Posted by Bill Lee on July 26, 2006 at 08:49 AM

Cheryl Bartlett-Gutierrez at BearingPoint has a question for the community. To respond or contribute, please use the comment feature, below.



I would be really interested in knowing more about what folks are doing to build referenceability into their contracts upfront with the client.  If you have best practices on the topic, we would greatly appreciate it.  I will reach out to one of the folks I met at the conference as they had an approach I would like to learn more about.

Thank you,


Reference Community Comments

As a matter of principle, I think it's important to avoid taking (inadvertent) advantage of the honeymoon period by committing the client to some list of activities that may be good for your reference program and sales efforts, but that may not provide additional value to the client. I think it's also important not to get too focused on the quid pro quo aspects of the relationship. Finding simple, meaningful ways to say "thank you" that appeal to the heart can be very powerful in cementing a client relationship.

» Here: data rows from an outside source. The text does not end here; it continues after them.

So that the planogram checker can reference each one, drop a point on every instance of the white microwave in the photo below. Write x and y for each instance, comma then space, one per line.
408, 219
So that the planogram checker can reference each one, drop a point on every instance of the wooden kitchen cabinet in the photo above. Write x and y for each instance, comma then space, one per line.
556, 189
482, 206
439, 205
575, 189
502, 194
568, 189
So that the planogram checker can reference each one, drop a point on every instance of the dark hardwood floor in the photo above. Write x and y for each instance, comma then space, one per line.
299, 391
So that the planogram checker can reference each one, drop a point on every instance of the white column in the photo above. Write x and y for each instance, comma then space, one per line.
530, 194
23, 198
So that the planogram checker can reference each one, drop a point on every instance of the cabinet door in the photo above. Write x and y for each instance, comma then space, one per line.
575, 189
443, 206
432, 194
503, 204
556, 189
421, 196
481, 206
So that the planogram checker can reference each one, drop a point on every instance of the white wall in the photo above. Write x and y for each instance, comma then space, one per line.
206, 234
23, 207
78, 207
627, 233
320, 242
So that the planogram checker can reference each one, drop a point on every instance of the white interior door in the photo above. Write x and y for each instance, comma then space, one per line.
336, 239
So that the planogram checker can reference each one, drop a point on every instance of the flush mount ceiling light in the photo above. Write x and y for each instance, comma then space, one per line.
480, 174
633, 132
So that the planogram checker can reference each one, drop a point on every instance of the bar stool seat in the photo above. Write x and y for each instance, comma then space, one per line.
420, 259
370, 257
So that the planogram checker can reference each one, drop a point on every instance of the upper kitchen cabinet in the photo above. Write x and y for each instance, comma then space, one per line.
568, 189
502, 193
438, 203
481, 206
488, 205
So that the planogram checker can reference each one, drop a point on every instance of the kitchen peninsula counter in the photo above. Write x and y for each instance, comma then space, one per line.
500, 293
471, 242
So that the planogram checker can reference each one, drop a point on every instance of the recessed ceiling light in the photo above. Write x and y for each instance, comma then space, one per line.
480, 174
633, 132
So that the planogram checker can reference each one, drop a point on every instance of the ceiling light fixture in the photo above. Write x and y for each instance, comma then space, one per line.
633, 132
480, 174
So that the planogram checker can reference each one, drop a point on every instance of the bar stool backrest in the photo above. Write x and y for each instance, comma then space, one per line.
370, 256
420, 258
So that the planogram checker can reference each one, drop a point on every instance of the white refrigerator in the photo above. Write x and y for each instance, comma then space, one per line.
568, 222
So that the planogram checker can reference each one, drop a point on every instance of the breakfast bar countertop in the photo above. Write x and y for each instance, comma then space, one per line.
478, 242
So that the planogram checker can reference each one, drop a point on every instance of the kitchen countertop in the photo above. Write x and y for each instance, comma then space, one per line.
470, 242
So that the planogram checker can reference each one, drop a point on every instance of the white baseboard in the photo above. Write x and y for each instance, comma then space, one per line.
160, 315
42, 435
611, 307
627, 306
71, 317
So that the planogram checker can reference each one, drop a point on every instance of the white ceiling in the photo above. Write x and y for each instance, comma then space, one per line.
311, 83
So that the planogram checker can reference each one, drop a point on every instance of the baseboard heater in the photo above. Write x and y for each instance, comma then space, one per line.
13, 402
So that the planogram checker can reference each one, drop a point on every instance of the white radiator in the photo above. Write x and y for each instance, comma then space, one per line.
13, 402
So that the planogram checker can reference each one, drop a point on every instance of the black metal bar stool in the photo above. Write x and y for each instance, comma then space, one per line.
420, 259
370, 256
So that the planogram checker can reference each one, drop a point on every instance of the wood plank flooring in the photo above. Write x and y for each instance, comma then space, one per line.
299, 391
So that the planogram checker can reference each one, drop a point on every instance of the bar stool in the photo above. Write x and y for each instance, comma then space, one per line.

Something we've come across with some of our clients is that they actually have a requirement for us to use them as references for new deals over a specified size. I believe this is an aspect of their own PR activities (and it precludes them being overused on smaller deals). This is actually written into the contract. You may want to make it an attractive offer to your clients.

In our HP Services particularly "outsourcing" practice we attempt to build a reference clause into a contract if the client and HP are using our terms and conditions. In all cases, its not carte blance but allows for client approval of each reference activity. We try to get commitment up front. In many outsourcing deals, the client uses their own terms and conditions or those of their consultant. In those cases, reference activity is not usually present.

We've actually done this with BearingPoint and one of your clients on a large ERP implementation. In short, the client gets a cost/benefit audit as part of the effort. They benefit from a pre and post hoc value assessment of the solution. This helps them effectively set expectations and commitment with key business leadership on the value the solution is to drive and actually show what value indeed was delivered. Given the size and complexitiy of many of these implementation, clients find this of great value.

There's no taking advantage here at all. You (BP) are in essense saying "we are confident we can help, and we want to prove it to you."

Happy to provide more detail on the specific BP client.

This strikes me as a pretty promising area for reference programs. Every buyer believes it's important to establish the ROI of a business purchase, but it seems that few actually follow up and assess ROI after they purchase and implement.

I'd like to hear more Amir, and in particular, have you address some potential pitfalls here:

-- If the seller provides this service, how do you prevent a conflict of interest (we're paying to show whether we succeeded)?

-- How do you avoid the hassle of the buyer saying, "OK, we meet our goals but it wasn't really due to the new technology platform you provided?"

-- At the same time, how do you avoid the hassle of the seller saying, "OK, you feel short of your goals but it wasn't our fault?"